The daughter of a Somali mother and Ethiopian father, Tuji immigrated to the US from Kenya when she was two years old and is the first of her family to graduate high school and college.
“Being student speaker is very important to me,” said Tuji, “because I get to be the person I wish I saw or had when I was younger: a role model of what is possible for a black, muslim, womxn immigrant. There were no positive representations of people who fit that description when I was growing up, so now it’ll be like my 8-year-old self seeing someone who looks like her accomplishing something she never thought she could because she was never shown or told she could. It’s very powerful for me.”
Tuji’s success has even inspired members of her family to re-think their education. Tuji’s mother is taking ESL classes with plans to become a nurse, and Tuji’s older brother is getting his GED. “It’s a little surreal because I’m the younger one and I’m inspiring them,” said Tuji.
As a multimedia journalist, Tuji also hopes to inspire youth who don’t see their own stories reflected in mainstream media. “It’s completely important for youth to have the ability to be creative and in control of expressing themselves and their story through art,” said Tuji. “If you grow up and all you hear in media and news is not reflective of who you are or your cultural values,” said Tuji, “you begin to internalize that there’s something wrong with you and you’re the ‘other’ and you should put a piece of yourself away.”
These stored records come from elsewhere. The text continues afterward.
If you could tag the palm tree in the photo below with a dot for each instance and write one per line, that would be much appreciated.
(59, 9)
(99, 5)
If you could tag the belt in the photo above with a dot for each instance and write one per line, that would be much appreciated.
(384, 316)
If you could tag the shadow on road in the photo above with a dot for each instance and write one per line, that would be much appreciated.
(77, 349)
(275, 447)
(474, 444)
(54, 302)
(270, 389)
“I like the idea of going into communities with youth and empowering them to take charge of their own stories,” said Tuji. “If I can give a platform for more diverse stories it’ll let kids know it’s ok to be who they are, that there’s no right or wrong way to be, and that they’re ok.”
Tuji has already begun this work as a RadioActive Advance Producer and youth reporter for KUOW/NPR, telling stories centered on race, feminism, LGBTQ+, art, and the politics of representation.
“Telling marginalized stories of youth is especially important because it’s critical to reach students at that age before their heart turns to stone,” said Tuji. “Before they end up quitting school or going to prison, committing suicide, or thinking there’s no place for them in the world.”
Tuji, who is involved in several campus groups including the Black Student Union, the African Student Club, and the Student Leadership Center, travels to campus daily from Tukwila, taking two buses over two hours each way. She says the commute is worth it.
“I’ve gotten to be a different person here,” she said. “I’ve gotten to step out of my comfort zone and learn to be independent and make room for myself. Being so far from my community at home, I’ve had a freedom to explore who I am and want to be and develop a new sense of self and being comfortable in my own skin.”
Part of that comfort came from the relationships she built here and the intersectional programming put on by the Student Leadership Center.
“When I was looking at schools for film I looked at Shoreline because of the reputation of the program and everything that’s going on here like the Seattle International Film Festival, but then also because of the amazing event programming. You’ve got the Community Read events and Margin to Center. I remember coming here for the first time and specifically seeing the Trans Day of Remembrance and Black Lives Matter art installation and knowing there was a community here that would have my back.”
After graduating, Tuji hopes to transfer to the University of Arts, London into the Contemporary Media Culture program, which studies the role that media, cultural, and creative processes play in shaping today’s world. Wherever she ends up, she’ll be telling her story and empowering others to tell theirs.
Her advice to new students? “Take advantage of everything that’s offered here. There are so many free programming opportunities and so much to discover. Get involved and network with fellow students and faculty and just enjoy it. It’s like nowhere else.”